I suppose I should be grateful for even this one-sentence mention of the Event, as callously casual and off-handed as it is. And we should give Jenkins some credit for finally correcting the “millions” underestimate he’s been using up until now (even the back cover of the book says “millions”). And it’s nice to see the GIRAT seeming to recognize for once that every other news story would seem trivial compared with the Event.

CofMen
This was published four years before the “Tribulation Force,” but I don’t think Jerry Jenkins read it.

But then they’re right back to discussing the trivia in the very next paragraph, changing the subject without ever mentioning the biggest fact of all: The children.

Yes, millions of adults were also among the disappeared. Perhaps even hundreds of millions if LaHaye is in a generous mood when offering one of his wildly varying estimates of the wheat/tares ratio. But the overwhelming reality in the aftermath would be that the children are gone. All of them. Every single one.

The world has no children. This story takes place in a world without children and yet it is not the story of a world without children.

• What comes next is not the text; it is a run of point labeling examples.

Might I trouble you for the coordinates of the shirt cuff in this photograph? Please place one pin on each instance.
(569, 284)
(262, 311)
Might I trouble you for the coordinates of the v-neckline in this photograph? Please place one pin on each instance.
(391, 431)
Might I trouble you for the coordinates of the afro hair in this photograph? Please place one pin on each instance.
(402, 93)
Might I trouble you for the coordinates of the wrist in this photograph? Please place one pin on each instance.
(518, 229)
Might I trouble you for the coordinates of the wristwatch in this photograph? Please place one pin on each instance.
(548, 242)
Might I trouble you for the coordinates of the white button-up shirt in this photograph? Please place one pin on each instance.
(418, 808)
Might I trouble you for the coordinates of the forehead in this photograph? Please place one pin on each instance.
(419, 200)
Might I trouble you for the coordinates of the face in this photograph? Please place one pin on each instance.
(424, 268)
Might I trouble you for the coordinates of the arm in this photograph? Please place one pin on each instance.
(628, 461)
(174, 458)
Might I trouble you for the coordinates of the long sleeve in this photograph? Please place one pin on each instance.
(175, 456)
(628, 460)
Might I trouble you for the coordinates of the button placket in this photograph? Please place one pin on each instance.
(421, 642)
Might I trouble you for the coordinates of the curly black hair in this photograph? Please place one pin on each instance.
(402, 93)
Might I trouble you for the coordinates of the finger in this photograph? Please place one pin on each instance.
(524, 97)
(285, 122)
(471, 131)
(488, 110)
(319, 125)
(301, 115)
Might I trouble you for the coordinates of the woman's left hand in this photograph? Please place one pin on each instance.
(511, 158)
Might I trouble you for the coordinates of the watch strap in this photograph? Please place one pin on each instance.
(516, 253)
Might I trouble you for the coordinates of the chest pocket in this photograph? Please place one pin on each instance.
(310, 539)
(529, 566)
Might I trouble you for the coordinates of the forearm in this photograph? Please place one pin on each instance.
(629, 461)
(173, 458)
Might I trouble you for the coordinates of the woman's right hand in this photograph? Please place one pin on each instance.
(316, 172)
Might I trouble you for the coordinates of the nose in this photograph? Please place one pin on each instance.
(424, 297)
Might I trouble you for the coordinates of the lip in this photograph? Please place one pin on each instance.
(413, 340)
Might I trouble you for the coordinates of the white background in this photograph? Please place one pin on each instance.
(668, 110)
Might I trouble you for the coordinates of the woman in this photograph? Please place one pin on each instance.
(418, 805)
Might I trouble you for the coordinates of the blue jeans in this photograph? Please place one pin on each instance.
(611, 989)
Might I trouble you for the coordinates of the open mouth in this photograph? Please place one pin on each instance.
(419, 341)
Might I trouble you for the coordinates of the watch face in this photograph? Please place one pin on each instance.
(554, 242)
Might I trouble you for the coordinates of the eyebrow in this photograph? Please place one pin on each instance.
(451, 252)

That simply doesn’t work. In a world without children, no other story can be told. Jenkins tries — he tries to tell us stories of airline promotions, of secretive diplomacy and of mistaken-identity romantic blunders, but none of those stories seems possible in a world without children. None of those stories can be reconciled with the supposed setting of a world without children.

The occasional comment from Buck or Rayford can’t make up for the fact that 99 percent of the plot, dialogue and description of this book simply forgets or ignores that the world of Tribulation Force is a world without children.

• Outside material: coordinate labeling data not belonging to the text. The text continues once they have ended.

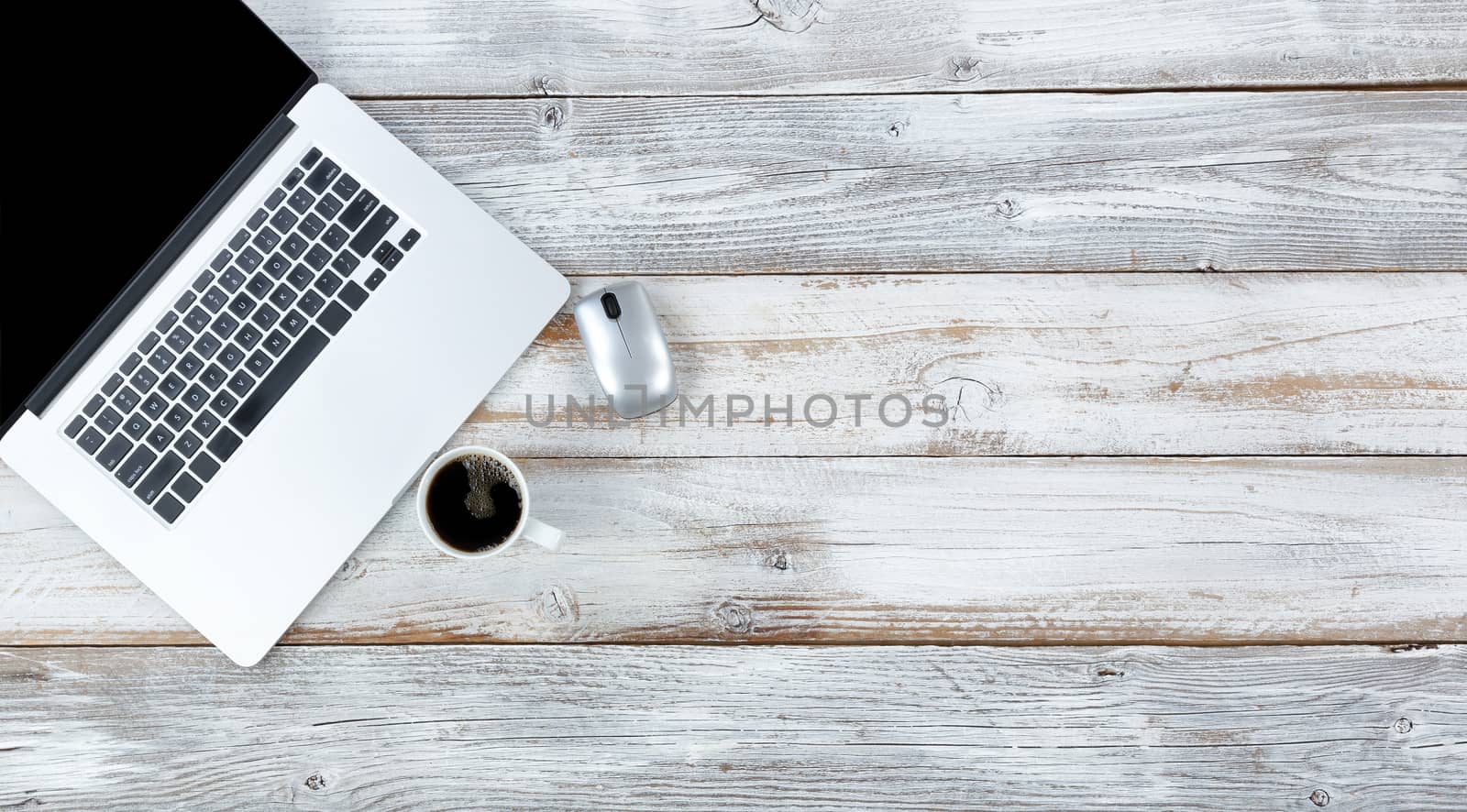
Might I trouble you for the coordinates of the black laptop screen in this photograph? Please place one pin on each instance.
(121, 116)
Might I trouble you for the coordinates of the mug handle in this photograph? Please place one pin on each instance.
(542, 533)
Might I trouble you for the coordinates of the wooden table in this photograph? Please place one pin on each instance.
(1188, 274)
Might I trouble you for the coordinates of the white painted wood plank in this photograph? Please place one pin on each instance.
(660, 47)
(1026, 364)
(1017, 182)
(718, 728)
(862, 550)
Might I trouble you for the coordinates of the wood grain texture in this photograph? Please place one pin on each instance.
(1026, 364)
(862, 550)
(609, 728)
(1023, 182)
(664, 47)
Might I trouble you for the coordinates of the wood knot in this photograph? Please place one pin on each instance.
(557, 604)
(735, 618)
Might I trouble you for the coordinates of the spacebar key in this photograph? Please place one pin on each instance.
(278, 381)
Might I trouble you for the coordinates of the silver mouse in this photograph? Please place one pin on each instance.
(627, 349)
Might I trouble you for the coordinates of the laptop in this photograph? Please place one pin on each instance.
(238, 314)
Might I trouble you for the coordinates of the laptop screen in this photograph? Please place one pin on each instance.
(137, 110)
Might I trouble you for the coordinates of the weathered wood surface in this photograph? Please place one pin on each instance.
(609, 728)
(611, 47)
(862, 550)
(1026, 364)
(1014, 182)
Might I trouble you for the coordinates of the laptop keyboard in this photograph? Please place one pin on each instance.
(178, 406)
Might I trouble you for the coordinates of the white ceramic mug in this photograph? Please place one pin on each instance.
(532, 530)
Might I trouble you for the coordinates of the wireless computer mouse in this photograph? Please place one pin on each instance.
(627, 349)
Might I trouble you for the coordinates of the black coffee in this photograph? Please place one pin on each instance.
(474, 503)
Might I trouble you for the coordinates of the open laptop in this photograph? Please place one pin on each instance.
(238, 315)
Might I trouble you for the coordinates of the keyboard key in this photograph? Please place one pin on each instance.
(127, 399)
(90, 440)
(273, 388)
(335, 237)
(295, 245)
(312, 226)
(213, 377)
(241, 384)
(312, 302)
(231, 357)
(176, 418)
(112, 453)
(224, 403)
(160, 437)
(259, 286)
(161, 359)
(231, 280)
(169, 509)
(347, 186)
(195, 398)
(172, 386)
(180, 339)
(374, 229)
(327, 283)
(276, 344)
(137, 425)
(132, 469)
(205, 422)
(224, 444)
(292, 323)
(153, 406)
(317, 257)
(354, 295)
(248, 258)
(143, 380)
(276, 266)
(159, 478)
(224, 325)
(282, 296)
(266, 317)
(322, 176)
(215, 300)
(358, 210)
(109, 420)
(188, 366)
(188, 444)
(329, 205)
(345, 263)
(248, 337)
(187, 487)
(207, 345)
(334, 317)
(301, 200)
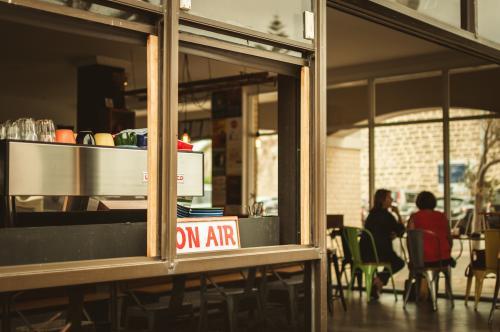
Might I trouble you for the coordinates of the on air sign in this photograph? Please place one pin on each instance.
(207, 234)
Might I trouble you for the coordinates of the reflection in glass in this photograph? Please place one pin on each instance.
(397, 100)
(474, 144)
(407, 159)
(282, 18)
(236, 40)
(446, 11)
(487, 19)
(103, 10)
(411, 115)
(347, 172)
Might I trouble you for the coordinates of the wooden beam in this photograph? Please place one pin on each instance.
(305, 209)
(153, 120)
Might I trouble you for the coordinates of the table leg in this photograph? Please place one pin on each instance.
(6, 312)
(495, 296)
(340, 289)
(329, 283)
(114, 313)
(75, 308)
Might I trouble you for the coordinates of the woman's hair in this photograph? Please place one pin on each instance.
(379, 198)
(426, 201)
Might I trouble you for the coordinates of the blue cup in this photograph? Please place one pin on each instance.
(142, 140)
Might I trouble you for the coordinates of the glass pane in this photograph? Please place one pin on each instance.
(347, 175)
(342, 101)
(474, 91)
(467, 157)
(397, 101)
(267, 172)
(487, 19)
(236, 40)
(407, 160)
(97, 224)
(282, 18)
(446, 11)
(230, 111)
(457, 113)
(103, 10)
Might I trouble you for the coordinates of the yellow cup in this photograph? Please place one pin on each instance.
(104, 139)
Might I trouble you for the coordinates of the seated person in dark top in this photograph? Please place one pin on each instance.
(436, 253)
(384, 227)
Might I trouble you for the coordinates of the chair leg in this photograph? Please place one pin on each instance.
(408, 291)
(292, 293)
(343, 271)
(479, 287)
(231, 313)
(359, 277)
(260, 308)
(393, 286)
(6, 303)
(339, 281)
(449, 291)
(495, 299)
(353, 277)
(202, 324)
(369, 271)
(329, 285)
(468, 287)
(431, 282)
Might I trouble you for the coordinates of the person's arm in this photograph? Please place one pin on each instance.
(450, 238)
(397, 225)
(411, 222)
(396, 212)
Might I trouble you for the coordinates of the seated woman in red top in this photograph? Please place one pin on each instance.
(435, 254)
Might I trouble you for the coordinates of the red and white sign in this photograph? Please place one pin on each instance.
(207, 234)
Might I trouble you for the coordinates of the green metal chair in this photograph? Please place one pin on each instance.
(368, 269)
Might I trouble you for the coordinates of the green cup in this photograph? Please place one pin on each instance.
(126, 138)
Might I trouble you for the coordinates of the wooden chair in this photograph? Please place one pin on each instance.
(419, 270)
(480, 271)
(333, 260)
(154, 312)
(495, 295)
(287, 289)
(231, 300)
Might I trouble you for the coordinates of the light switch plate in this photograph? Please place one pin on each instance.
(308, 25)
(185, 4)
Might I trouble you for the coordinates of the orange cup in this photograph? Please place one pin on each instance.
(65, 136)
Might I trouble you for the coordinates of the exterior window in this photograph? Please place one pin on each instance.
(445, 11)
(347, 172)
(487, 19)
(283, 18)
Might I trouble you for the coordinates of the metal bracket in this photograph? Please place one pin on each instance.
(308, 25)
(185, 5)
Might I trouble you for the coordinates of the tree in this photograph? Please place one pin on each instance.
(482, 187)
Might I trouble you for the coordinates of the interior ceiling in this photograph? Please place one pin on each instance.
(354, 41)
(351, 41)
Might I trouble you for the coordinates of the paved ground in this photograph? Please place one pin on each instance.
(387, 315)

I mention this often, but I can’t say it often enough. It is a fundamental mistake that infects and destroys everything else in this book and in the whole series of books. It’s a screechingly dissonant note that drowns out every other chord. It becomes as pervasive, constant and insurmountable an obstacle for the reader as it would be a pervasive, constant and insurmountable fact for every parent, every non-parent, every survivor in the story.

It doesn’t matter who the character is or what the words might be that Jenkins has given them to say. The words are wrong. The words are out of character. The conversation shouldn’t be happening. It doesn’t matter if it’s Chaim, Hattie, Bruce, Steve, Alice, Verna, Marge, Earl, Stanton Bailey or Jimmy Borland talking. Anything they say, anything at all, other than “My God, the children — the children” is the wrong thing to say. Any other topic is the wrong topic. Any other conversation is the wrong conversation.

LaHaye & Jenkins want all of these characters to simply move on, continuing with their lives as though nothing has changed. They need characters to behave this way because the End Times check list requires it. But it is impossible and unimaginable. And that means the End Times check list is, itself, impossible and unimaginable.

So much of the rest of these books is laughably wrong in a whole host of ways, but those mistakes are all overshadowed by the absence of the absence of the children.

The main subject of Buck and Steve’s conversation here, for example, is the United Nations’ impending peace treaty with Israel — a plot development premised on a vast misunderstanding of the U.N., of peace treaties and of Israel. Dozens of objections and questions arise. How would such a treaty be ratified? Why isn’t Russia — portrayed in these books as uncontrollably hostile toward Israel for no apparent reason — vetoing this? Whatever happened to the security council? Was the U.N. previously at war with Israel?

The Air Force One subplot offers its own array of howling errors and inaccuracies. Every chapter — nearly every page — of this book is a minefield of such mistakes, misapprehensions and misrepresentations.

But none of them can compare to the gigantic ever-present wrongness underlying and dominating everything else that happens here: This story is set in a world without children, but this is not the story of a world without children.